Türk seyircisini tavlamak kolaydır da, elinde tutmak pek zordur. Sadık izleyicinin her akşam çayını eline alıp izleyeceği bir dizisi mutlaka vardır. Kış döneminde iş ve okul yoğunluğundan sadece 1 ve ya en fazla 2 diziye odaklanan seyirci yazın gelmesi ve tatilin başlaması ile bir boşluğa düşer. Bu durumda seyircimizi asla üzmek istemeyen televizyon yapımcıları da çeşit çeşit yaz dizilerini seyirciyle buluşturur.

inad_na_a_k_dizisi

İnadına Aşk dizisi Laz bir mühendis ile patronu arasında yaşananları komik bir şekilde aktarıyor.

 

Bu yaz da tabii ki hiç bir kanal bizi hayal kırıklığına uğratmadı. Gençlik dizilerinden geçilmiyor ortalık. Eğer yaz planlarınızın büyük bir kısmı evde ise hemen hemen her akşam sizi bağlayan bir dizi buluyorsunuz. İsimleri de pek orijinal bu dizilerin; Kiralık Aşk, İlişki Durumu Karışık, İnadına Aşk, Güneş’in Kızları, vb.

Konuları tahmin etmek, hatta olası bir senaryo çıkarmak işten bile değil. Ana temamız, tabii ki baş rolde oynayan güzeller güzeli kızlarımızla ve kızları ekrana kitleyen tatlılıktaki oğlanlarımızın birbirlerine bir türlü itiraf edemedikleri aşkları. Sırf aşk ile olmaz, biraz gizem biraz entrika katmak da lazım.

Güneşin-Kızları1

Annelerinin evliliği ile hayatları değişen 3 genç kızın hikayesini anlatan; Güneş’in Kızları

Çevremdeki herkes kendini o kadar kaptırmış gidiyor ki dizilere, hangi kızın daha güzel olduğunu tartışır olduk arkadaş ortamlarında. Ben ise güçlü tavrımı koruyarak, televizyon perhizime devam etme çabasındayım. Muhabbetler böyle ilerlerse, perhize devam zor gibi…

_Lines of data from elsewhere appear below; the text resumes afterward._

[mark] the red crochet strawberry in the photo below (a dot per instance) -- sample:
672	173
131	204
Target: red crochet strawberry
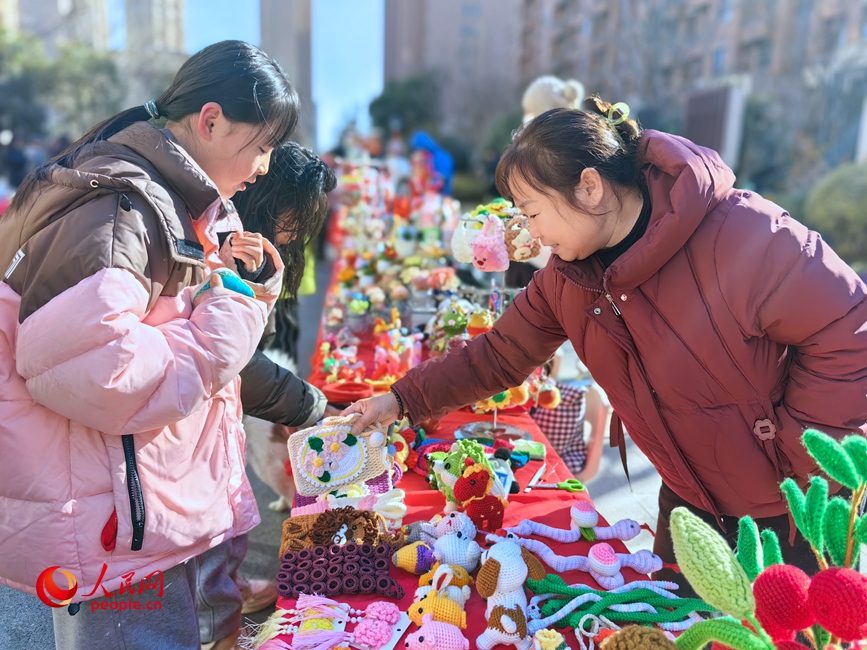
781	601
473	491
838	598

Halbuki kış döneminde çıkmışsınız, hem bedeniniz hem ruhunuz hırpalanmış. Biraz dinlenmek için yollar arasak. Mesela ailece yapılan hobiler edinmek gibi. Aylık ve haftalık çıkan dergileri takip etmek, bu güzel yaz akşamlarında televizyon başında oturmak yerine dışarı çıkıp yürüyüş yapmak gibi. Hem spor yapıp, hem müzik dinleyerek bedene ve ruha aynı anda seslenmek gibi.

Her yaz, evimizde bir yer edinen ve yazın bitmesiyle bitmeyen dizilere artık bir dur demek gerekmiyor mu sizce de? İlk bölümlerde gülüp eğlendiren ve reytingleri tavan yapan diziler, ekrana veda etmemek uğrana artık sinirlerinizi hırpalayan alışkanlıklara dönüşmüyor mu?

Ayrıca çok önemli bir ayrıntı, bu dizilere bu kadar bağlanmamak lazım. Siz ne kadar bütün gayretle hepsini takip etseniz de, bu rekabet ortamında bir kaç fire vereceksiniz maalesef.

Yani uzun lafın kısası, bu yazınızı da “Aman yapacak bir şey yok,sıkılıyorum!” mantığıyla televizyon karşısında geçirmeyin.Belki o dizilerdeki kadar renkli olmayacak ama hayatınızı hareketlendirmek sizin elinizde!